Elles étaient là mais on ne les voyait pas, ces deux colonnes encadrant l’entrée de la Tossen. Azenor et Konan dominaient ainsi le visiteur de leurs treize coudées, avant que celui-ci n’entre sur ce périmètre hors du temps, sans barrières. En ce printemps bien avancé, les myosotis couvraient le sol des pétales bleutées, alternant avec l’herbe fraiche et créant un damier naturel aux couleurs délicates.
Etonnamment, les myosotis sont arrivés bien après l’installation des géants de granit, ne semblant pas gênés par l’arrivée massive des promeneurs. Nul ne s’en étonnait. Ils étaient là mais qui y prêtait attention ?
Au loin, les pierres sonnaient au son du maillet et du ciseau, offrant aux saints d’autrefois de se dégager de leur gangue lithique. Après une dernière accolade aux artistes ciseleurs, les évangélisateurs d’hier enracinés au sol de la Tossen comme des totems de granit, regardant vers le ciel, devenaient veilleurs sur l’omphalos de jadis.
Depuis des semaines, abandonnés, ils semblaient murmurer à celui qui osait les interroger. « Ne nous oubliez pas ! » suppliaient-ils. « Rappelez à la Bretagne qui nous étions.
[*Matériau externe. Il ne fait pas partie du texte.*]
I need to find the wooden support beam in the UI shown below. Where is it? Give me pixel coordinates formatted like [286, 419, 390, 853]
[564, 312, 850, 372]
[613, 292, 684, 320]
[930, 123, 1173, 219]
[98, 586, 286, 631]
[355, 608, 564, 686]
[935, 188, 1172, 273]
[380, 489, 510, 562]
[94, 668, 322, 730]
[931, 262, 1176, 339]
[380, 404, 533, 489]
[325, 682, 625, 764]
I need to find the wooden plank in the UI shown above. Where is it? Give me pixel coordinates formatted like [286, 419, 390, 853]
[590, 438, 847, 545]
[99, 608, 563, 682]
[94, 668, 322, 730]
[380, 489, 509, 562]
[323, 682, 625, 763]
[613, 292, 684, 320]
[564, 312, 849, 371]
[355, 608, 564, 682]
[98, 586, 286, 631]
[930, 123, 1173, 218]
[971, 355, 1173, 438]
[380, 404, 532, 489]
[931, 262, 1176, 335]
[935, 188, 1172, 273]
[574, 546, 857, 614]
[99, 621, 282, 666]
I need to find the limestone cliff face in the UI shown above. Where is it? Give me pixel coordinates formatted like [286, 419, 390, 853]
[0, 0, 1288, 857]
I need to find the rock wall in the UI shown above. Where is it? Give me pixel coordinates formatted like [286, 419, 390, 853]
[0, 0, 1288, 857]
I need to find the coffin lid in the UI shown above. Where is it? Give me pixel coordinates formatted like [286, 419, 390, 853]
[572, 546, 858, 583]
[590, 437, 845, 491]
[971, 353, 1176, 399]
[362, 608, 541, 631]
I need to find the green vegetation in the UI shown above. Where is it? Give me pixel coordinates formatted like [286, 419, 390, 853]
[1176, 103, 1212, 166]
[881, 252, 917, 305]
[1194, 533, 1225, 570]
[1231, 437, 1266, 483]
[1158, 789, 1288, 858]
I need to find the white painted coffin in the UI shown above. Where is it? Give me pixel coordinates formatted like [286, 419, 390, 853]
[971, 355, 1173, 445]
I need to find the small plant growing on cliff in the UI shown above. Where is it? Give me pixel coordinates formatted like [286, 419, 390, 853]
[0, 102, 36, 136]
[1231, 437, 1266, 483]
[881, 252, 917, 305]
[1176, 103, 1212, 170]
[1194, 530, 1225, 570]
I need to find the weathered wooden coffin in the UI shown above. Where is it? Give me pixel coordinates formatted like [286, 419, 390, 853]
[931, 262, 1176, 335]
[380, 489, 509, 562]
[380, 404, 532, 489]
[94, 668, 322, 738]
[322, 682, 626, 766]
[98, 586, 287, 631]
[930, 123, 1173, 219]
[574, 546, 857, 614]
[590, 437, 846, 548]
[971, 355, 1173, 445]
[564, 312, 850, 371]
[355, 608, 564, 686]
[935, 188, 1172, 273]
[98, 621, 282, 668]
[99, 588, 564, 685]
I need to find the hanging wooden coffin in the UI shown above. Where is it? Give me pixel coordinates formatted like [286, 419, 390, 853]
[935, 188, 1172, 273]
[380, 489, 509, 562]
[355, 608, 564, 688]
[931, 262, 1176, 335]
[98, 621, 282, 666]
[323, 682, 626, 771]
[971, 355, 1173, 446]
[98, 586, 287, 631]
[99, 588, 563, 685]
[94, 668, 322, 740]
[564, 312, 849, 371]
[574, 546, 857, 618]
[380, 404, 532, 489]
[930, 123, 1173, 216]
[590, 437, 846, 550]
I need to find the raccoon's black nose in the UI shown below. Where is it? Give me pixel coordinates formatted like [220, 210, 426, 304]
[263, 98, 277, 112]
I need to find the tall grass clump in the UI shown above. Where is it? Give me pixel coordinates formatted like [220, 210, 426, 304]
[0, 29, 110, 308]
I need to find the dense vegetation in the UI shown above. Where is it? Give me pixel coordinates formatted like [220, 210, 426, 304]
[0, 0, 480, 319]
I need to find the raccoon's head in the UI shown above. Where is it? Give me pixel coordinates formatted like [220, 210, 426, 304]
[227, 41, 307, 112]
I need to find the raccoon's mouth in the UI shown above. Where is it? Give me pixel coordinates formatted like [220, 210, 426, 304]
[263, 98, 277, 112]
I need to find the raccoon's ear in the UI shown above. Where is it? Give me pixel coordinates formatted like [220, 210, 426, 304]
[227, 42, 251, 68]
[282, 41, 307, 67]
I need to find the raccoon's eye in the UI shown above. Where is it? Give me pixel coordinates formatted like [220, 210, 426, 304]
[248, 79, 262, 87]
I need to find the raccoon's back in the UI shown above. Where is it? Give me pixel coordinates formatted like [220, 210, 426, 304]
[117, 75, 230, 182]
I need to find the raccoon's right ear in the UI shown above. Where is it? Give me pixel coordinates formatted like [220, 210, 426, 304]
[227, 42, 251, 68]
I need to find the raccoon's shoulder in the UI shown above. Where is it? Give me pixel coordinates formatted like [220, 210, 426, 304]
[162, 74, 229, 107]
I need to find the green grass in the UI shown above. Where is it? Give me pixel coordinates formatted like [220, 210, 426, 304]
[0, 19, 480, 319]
Eveillez les consciences et engagez vos pas dans nos pas. Ne nous demandez pas notre âge mais souvenez-vous pour quelle Raison nous avons traversé les siècles comme nous avons traversé les mers. Voyages à travers le brouillard en curragh ou en chevauchant les baleines, nous déployant au-delà des sept îles par nos vaisseaux de pierres et de peau ».
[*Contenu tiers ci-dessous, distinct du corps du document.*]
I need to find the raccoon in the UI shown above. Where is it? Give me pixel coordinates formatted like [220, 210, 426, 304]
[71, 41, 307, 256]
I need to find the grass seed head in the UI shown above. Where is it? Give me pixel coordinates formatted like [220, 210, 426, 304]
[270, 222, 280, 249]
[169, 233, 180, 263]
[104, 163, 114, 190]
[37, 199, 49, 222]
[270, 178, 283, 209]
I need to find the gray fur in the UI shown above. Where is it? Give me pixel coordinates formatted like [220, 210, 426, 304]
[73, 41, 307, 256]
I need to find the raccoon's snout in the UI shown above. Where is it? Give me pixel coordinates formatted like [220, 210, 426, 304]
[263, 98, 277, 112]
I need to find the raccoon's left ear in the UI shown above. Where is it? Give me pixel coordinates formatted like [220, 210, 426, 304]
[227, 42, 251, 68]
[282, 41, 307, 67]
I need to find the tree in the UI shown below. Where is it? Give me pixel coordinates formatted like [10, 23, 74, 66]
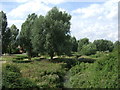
[81, 43, 97, 55]
[19, 13, 37, 60]
[45, 7, 71, 59]
[0, 11, 10, 53]
[78, 38, 89, 52]
[31, 15, 46, 53]
[9, 24, 19, 53]
[70, 37, 78, 52]
[93, 39, 113, 52]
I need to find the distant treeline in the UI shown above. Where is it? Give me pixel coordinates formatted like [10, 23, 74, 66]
[0, 7, 119, 59]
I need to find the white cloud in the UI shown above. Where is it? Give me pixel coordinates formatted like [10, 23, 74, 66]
[71, 0, 118, 41]
[7, 0, 51, 29]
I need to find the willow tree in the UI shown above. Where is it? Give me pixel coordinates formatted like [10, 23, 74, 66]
[45, 7, 71, 59]
[19, 13, 37, 60]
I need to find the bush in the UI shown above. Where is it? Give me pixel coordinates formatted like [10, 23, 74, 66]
[81, 43, 96, 55]
[2, 64, 37, 89]
[65, 52, 118, 88]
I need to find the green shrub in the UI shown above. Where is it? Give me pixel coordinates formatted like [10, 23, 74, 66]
[81, 43, 97, 55]
[2, 64, 37, 89]
[65, 52, 118, 88]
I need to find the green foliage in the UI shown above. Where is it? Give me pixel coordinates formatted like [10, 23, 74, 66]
[2, 64, 37, 89]
[93, 39, 113, 52]
[0, 11, 7, 53]
[31, 15, 46, 53]
[8, 24, 19, 53]
[11, 60, 66, 88]
[45, 7, 71, 58]
[65, 52, 118, 88]
[81, 43, 96, 55]
[70, 37, 78, 52]
[19, 13, 37, 60]
[78, 38, 89, 52]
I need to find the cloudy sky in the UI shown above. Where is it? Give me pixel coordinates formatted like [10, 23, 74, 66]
[0, 0, 118, 41]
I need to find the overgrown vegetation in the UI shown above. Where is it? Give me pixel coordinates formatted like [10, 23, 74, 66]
[0, 7, 120, 89]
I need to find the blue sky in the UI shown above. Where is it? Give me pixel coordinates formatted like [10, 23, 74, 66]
[0, 0, 118, 41]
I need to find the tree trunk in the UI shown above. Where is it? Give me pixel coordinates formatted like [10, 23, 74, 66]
[50, 52, 54, 60]
[27, 51, 31, 60]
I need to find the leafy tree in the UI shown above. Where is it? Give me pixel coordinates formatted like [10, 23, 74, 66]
[70, 37, 78, 52]
[93, 39, 113, 52]
[81, 43, 96, 55]
[19, 13, 37, 60]
[45, 7, 71, 59]
[0, 11, 10, 53]
[78, 38, 89, 52]
[9, 24, 19, 53]
[31, 15, 46, 53]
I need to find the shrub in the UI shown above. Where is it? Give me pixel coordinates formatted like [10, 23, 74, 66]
[2, 64, 37, 89]
[65, 52, 118, 88]
[81, 43, 96, 55]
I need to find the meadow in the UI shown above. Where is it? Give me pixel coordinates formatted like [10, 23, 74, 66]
[2, 52, 118, 88]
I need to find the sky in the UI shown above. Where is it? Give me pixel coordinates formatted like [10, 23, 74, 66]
[0, 0, 118, 42]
Peut-être l’abandon à saint Gildas, celui qui sait voir, était-elle la seule voie. Peut-être le grand silence était-il plus propice à tendre l’oreille. Car à celui qui voulait entendre, le son fossile devenait audible : « prendras-tu uniquement l’épique et la fortune ? Ou prendras-tu plutôt les fleurs d’espérance et les chardons du Roc’h Tredudon ? Prendras-tu les lignes de légendes ou percevras-tu plutôt le filigrane de l’Essentiel ? Raviveras-tu les braises qui sommeillent sous la cendre ou éteindras-tu sans mesure la flamme de renaissance, étouffée par les démons d’un monde pris dans son funeste tourbillon ? Fuiras-tu la voie métallique pour écouter enfin la voix de l’Unique ? »
Le chant des pierres aux notes minérales résonnait dans le silence de la Vallée et les pas des quelques visiteurs s’égrenaient comme une avancée initiatique à travers un livre ouvert et qui ne vieillit pas. Un ouvrage qui se dévoile comme un phare éclairant les nations à la proue du continent, nous dégageant d’un miroir anthropocentré absorbant et annihilant les lumières de l’univers qui rejaillissaient jusqu’alors sur les géants de granit.